À travers les êtres que Banier nous fait découvrir s’esquisse aussi le portrait du photographe. Ce ne sont pas des types sociaux qu’il décrit, mais des individus de passion, de silence et de grâce.
Depuis la fin des années 80, François-Marie Banier écrit sur ses photographies, alignant ou bousculant les phrases à même l’image. Signature visuelle immédiate, l’encre fait écho à l’ombre et à la lumière, au noir et au blanc, trajet qui déjà anime l’instant fixé. Il s’empare de la photographie comme s’il avait longtemps souffert du silence de ces clichés, de ces réalités finies.
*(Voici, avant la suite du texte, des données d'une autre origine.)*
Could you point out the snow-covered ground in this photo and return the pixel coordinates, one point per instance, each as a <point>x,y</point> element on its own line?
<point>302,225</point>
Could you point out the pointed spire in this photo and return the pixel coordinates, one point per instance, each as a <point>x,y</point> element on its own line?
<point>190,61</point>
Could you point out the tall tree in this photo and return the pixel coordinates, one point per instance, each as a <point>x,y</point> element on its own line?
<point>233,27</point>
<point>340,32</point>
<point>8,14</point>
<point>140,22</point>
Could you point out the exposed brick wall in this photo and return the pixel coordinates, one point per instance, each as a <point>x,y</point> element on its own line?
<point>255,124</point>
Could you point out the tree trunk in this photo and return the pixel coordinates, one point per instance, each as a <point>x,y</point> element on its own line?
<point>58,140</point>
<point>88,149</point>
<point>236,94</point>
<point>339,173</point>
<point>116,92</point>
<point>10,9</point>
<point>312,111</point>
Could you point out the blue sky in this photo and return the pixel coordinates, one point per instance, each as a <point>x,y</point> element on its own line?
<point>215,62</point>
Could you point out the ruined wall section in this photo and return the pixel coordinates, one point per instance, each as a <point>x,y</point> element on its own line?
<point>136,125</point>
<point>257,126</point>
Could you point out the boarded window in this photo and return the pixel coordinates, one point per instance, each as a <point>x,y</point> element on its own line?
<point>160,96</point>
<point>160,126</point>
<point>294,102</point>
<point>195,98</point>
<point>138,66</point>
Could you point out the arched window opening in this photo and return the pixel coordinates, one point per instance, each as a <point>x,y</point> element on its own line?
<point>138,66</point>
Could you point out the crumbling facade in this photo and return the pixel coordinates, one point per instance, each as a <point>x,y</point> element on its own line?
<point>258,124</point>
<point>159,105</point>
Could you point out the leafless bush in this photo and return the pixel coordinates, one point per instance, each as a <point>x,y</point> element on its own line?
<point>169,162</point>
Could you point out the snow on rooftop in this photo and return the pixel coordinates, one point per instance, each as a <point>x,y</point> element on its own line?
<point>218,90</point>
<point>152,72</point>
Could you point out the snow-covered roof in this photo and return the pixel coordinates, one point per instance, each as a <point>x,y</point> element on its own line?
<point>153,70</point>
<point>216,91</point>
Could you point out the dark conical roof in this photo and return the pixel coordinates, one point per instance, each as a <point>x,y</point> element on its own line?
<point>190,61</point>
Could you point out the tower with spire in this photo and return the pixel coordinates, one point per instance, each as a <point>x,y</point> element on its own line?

En 1997, Banier commence à peindre sur ses photographies qui sont le développement naturel des photos écrites.
Qu’il écrive ou qu’il peigne sur ses photographies, François-Marie Banier suit toujours la ligne qui le relie à son sujet, raison peut-être pour laquelle souvent il épargne les visages, dernier lieu sacré.
Chuck Close
La composition et le sujet des tableaux de Chuck Close sont restés les mêmes depuis ses débuts en 1967 : la reproduction en gros plan de la figure humaine.
Rejetant tout traitement humaniste des visages il les traite comme une carte dont la topographie est uniformément intéressante. Le front, les yeux, les joues ou le menton font l’objet d’un intérêt égal. Il s’intéresse au flou que l’œil humain élimine mais que l’objectif permet de voir.
Il a été étroitement lié dès ses débuts au mouvement hyperréaliste.
Chuck Close prend des sortes de photos d’identité, des Polaroids au format 60/51 cm; le sujet peut se voir instantanément, ce qui permet de discuter des prises de vue et d’en faire d’autres s’il ne se reconnaît pas. Celles-ci sont exécutées en noir et blanc et en couleur. Il dessine ensuite sur acétate un grille posée sur le Polaroid. Celle-ci est ensuite reproduite sur la toile; ce n’est qu’après que la peinture est exécutée : Close travaille de gauche à droite en procédant par groupes de 4 carreaux composant chacun les pièces d’une sorte de puzzle.
Jamais la peinture de Chuck CLose n’a été aussi intuitive.
Jim Dine
Né en 1943, à Cincinnati (Ohio, États-Unis), Jim Dine connaît, dès le début de sa carrière, un renom international. Au cours de ces trente dernières années, Dine a participé aux mouvements esthétiques les plus influents et les plus importants, dont le Pop Art. Il a exposé dans les galeries et les musées les plus prestigieux d’Amérique et d’Europe, parmi lesquels le Centre Georges-Pompidou et le Guggenheim Museum de New York. L’œuvre, monumental, de cet artiste au talent diversifié comprend aussi bien des peintures et des sculptures que des dessins et des estampes, Dine maîtrisant chacune de ces techniques avec un brio tout à fait exceptionnel. À ce jour, Jim Dine a été professeur invité dans plusieurs universités à travers le monde.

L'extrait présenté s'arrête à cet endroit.